Oh my gosh, I hope you get into the classes I think you'll both be SUPERSTARS!!!!


----------



## GatorDog (Aug 17, 2011)

Wow! That was fantastic! Hopefully you can sign up for classes. I'm sure you'd both do great!


----------



## JakodaCD OA (May 14, 2000)

Great job!!!


----------



## Daisy&Lucky's Mom (Apr 24, 2011)

Great video. Man Banjo flies. You will rock in agility .I think you could use a hula hoop held up by PVC pipe,probably cost about $10 for the tire. There are some threads about making agility equipment on here.


----------



## DanielleOttoMom (May 11, 2010)

Way to go!!! Y'all are such a great team. I'm happy to see you are making do with what you got. You need to tell your parents approve of you both taken some lessons. Lol


----------



## MaggieRoseLee (Aug 17, 2001)

What if you babysit or get some money to help pay for part of classes? May convince your parents you are serious if you help with the cost...


----------



## Konotashi (Jan 11, 2010)

That's AWESOME! Something tells me you need another camera man. I can only imagine how difficult it is to try and video while you're watching Banjo and directing him. :crazy:


----------



## ShadowBandit (Oct 26, 2011)

I hope you get the classes! Agility is something I want to try too! I don't know how the puppy would be but sometimes we drive past this agility place and it looks amazing!


----------



## MaggieRoseLee (Aug 17, 2001)

ShadowBandit said:


> I hope you get the classes! Agility is something I want to try too! I don't know how the puppy would be but sometimes we drive past this agility place and it looks amazing!

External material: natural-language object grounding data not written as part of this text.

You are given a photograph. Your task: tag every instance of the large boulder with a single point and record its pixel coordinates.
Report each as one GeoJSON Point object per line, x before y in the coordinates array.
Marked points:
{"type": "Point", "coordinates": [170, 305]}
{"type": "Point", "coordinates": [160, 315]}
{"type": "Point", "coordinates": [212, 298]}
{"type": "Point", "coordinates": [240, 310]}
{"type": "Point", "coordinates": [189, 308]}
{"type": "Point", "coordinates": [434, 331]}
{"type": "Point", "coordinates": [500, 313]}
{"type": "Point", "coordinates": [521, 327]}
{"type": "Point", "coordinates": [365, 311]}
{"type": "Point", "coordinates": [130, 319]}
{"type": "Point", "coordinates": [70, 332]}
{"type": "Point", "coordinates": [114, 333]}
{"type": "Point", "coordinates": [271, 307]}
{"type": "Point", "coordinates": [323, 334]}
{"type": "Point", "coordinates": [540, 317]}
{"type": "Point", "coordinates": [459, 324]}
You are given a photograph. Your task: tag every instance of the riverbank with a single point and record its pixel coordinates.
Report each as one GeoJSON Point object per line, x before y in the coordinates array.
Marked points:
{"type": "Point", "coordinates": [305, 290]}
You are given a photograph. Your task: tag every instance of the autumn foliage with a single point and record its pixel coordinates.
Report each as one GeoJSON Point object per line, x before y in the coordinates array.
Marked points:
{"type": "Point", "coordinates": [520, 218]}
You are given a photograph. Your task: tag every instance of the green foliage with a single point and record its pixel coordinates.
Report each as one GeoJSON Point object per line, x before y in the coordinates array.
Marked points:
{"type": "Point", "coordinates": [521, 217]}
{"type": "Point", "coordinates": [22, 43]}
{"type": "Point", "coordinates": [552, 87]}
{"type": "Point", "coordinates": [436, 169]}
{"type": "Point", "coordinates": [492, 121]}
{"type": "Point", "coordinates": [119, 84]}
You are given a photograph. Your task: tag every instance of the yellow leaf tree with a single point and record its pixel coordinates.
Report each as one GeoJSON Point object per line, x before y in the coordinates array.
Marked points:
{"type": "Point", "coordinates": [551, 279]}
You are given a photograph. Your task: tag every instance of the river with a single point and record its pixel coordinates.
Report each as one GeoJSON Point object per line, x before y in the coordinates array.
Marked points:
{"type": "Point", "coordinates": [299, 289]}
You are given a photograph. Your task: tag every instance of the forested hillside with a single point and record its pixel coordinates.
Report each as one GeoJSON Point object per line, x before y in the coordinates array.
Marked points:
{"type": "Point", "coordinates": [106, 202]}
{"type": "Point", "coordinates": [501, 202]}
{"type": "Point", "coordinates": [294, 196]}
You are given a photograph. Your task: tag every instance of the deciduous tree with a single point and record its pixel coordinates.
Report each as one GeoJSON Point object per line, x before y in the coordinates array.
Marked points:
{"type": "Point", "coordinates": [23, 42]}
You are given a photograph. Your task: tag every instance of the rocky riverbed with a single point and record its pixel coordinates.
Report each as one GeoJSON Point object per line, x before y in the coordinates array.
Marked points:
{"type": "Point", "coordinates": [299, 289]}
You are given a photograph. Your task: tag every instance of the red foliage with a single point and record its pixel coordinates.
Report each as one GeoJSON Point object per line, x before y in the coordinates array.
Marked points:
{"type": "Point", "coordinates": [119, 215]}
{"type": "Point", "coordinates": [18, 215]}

Your puppy would be GREAT!!!!! Best to call up and find out when the next beginner session starts, and many places have puppy agility classes (no jumping and it's about the foundation skills). But agility is weird and sometimes 'new' classes can only start about every 6 months. Why I was enrolled in puppy classes a week before I even had my new puppy! :wild:


----------



## PaddyD (Jul 22, 2010)

You are doing great on your own. Does he do the chute?
I hope you can get your classes but even if you don't you are both having a lot of fun and you are creative at making obstacles.


----------



## RileyMay (Aug 6, 2011)

Oh my goodness, sorry this is late. Yeah, I need to find something to set the camera on. I don't use the chute. My dad is still thinking about the classes, which is driving me insane! Probably ordering me some real jumps, and some weave poles. I taught him the weave poles by putting sticks into the ground, lol! Everything you see here, is what I teach him to do by myself. It was actually easy. He loves agility. He's very driven too, which I also love!! Agility is something I love, and hope to do soon!!


----------